The power consumption of the dual-rail scheme is larger than that of the 1-of-4 scheme over all ranges of data rate, since the dual-rail scheme requires twice the signal transitions for the data conversion than the 1-of-4 scheme. The variation of power dissipation in the CMMVL scheme, in general, is smaller than those of the two other schemes.
This observation is due to much less significant portion of the dynamic power to the total power of the CMMVL scheme, contrary to the dual-rail and 1-of-4 schemes. The portion of the dynamic power in total power consumption of the CMMVL scheme varies according to the data rate. For example, the portions of the dynamic power are about 14.2% and 58.0% with the data rate of 2.5 MHz and 100 MHz, respectively.
With data rates of 10 MHz or higher and 33 MHz or higher, the power consumptions of the CMMVL scheme is smaller than those of the dual-rail and 1-of-4 schemes, respectively, as shown in Fig. 5(b) . Consequently, the CM-MVL scheme is superior to the dual-rail and 1-of-4 schemes with 10 mm wire in terms of D*P values over data rates of 5 MHz and 18 MHz. See Fig. 6(f) .
Various comparisons of D*P values among three schemes with other lengths of wire are presented in Fig. 6 and, with these comparisons, the minimal data rates for lower D*P values of the CMMVL scheme compared with two other schemes are listed in Table 3 over different wire lengths. In addition, although it is not easy to estimate switching activities between IPs in a GALS system without a target application, the minimal switching activities are calculated based on 183 MHz which is the operational clock frequency of state-of-the-art on-chip bus [13] , [14] .
There is no benefit of the CMMVL scheme over all the range of data rate with 0 mm wire or 2 mm wire compared with dual-rail and 1-of-4 schemes. However, with input data in every 2.44 cycles (switching activity =1/2.44), the CMMVL scheme is superior to the dual-rail scheme over the wire length of 2 mm.
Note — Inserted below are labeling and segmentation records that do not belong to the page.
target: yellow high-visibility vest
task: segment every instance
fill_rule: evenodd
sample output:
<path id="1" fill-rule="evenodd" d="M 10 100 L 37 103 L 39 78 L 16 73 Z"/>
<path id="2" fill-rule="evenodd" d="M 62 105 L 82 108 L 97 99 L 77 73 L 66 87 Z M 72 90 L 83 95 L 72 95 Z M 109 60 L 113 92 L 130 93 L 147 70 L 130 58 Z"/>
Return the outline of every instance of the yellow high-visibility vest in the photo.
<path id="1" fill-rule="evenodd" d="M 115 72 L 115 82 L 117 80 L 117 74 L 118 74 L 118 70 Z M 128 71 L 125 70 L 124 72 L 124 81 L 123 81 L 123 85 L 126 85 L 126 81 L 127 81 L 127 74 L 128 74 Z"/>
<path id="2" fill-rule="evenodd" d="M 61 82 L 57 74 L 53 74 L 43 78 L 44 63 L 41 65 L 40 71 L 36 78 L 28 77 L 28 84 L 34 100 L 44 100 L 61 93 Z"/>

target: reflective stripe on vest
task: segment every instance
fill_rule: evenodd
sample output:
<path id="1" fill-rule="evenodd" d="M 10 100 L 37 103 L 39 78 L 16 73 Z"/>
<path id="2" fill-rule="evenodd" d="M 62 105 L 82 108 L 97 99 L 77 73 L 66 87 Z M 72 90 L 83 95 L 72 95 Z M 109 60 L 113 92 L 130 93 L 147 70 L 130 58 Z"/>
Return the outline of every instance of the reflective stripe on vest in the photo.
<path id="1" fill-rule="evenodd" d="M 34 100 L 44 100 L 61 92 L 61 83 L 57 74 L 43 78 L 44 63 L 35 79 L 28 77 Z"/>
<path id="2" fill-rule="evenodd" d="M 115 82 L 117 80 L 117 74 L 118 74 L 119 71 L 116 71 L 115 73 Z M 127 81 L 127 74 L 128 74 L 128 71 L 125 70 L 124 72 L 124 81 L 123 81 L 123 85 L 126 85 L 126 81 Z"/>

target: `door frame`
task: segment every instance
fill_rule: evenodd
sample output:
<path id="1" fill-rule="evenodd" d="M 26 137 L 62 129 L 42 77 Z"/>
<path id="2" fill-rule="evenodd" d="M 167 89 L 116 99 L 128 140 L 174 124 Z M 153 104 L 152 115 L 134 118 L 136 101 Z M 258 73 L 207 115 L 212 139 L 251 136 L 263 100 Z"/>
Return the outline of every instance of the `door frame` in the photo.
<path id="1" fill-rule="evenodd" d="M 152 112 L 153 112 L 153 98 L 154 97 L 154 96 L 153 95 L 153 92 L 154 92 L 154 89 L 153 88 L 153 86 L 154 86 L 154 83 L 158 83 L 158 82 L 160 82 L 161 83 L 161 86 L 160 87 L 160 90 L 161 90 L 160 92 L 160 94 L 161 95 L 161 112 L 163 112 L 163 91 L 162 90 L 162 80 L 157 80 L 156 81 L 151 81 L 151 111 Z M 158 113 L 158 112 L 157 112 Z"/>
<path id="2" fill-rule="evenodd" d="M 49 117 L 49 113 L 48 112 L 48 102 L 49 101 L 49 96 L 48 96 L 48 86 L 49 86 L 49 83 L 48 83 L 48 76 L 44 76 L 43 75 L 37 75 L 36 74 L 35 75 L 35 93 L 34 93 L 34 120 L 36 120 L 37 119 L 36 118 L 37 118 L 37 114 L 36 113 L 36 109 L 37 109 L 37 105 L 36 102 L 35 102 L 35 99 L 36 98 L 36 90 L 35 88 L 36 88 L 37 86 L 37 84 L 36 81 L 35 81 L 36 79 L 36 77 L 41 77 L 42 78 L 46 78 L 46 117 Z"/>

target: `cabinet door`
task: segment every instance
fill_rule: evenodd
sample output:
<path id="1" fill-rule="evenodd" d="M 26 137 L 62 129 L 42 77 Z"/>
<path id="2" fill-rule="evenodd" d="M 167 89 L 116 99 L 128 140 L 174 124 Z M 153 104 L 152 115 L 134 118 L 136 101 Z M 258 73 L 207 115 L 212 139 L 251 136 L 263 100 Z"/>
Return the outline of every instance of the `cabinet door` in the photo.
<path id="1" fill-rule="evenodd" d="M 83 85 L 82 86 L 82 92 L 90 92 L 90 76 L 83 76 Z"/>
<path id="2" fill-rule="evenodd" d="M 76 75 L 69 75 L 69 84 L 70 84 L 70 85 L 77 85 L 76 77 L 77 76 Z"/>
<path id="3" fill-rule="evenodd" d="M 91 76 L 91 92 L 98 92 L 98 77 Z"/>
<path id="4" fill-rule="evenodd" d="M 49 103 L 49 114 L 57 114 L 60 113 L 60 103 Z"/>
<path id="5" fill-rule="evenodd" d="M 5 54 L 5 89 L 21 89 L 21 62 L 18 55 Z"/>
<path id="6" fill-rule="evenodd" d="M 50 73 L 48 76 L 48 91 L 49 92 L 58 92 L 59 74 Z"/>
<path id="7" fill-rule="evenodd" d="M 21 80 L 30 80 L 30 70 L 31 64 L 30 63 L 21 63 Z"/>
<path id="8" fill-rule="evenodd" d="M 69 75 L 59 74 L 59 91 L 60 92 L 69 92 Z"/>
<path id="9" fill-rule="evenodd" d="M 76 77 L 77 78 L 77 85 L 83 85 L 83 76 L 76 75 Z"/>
In the 1-of-4 scheme, when the switching activity is about 1/3.98, the gain of the CMMVL scheme can be obtained with 4 mm wire lengths or more. The amount of D*P reduction of the CMMVL scheme depends on the wire length and data rate. For example, with 10 mm wire and 100 MHz data rate, the CMMVL scheme reduces the D*P value of dual-rail and 1-of-4 schemes by 51.4% and 27.0%, respectively.
Conclusions
A DI data transfer mechanism for GALS based SoC design is proposed, using CMMVL circuits with N+1 wires for transferring N-bit data. With conventional DI data transfer mechanisms, 2N+1 wires are required. The proposed CM-MVL circuits are compared with traditional dual-rail and 1-of-4 DI schemes through the delay and power simulations at the transistor level.
By decreasing transmission wires, the simulation results show that the proposed CMMVL scheme is superior to the conventional DI scheme in terms of the D*P and this improvement of the D*P depends on the wire length and data rate. Simulation results for 2-bit data with wire lengths over 4 mm demonstrate that the CMMVL scheme reduces the D*P of dual-rail and 1-of-4 encoding schemes by a maximum of 51.4% and 27.0%, respectively.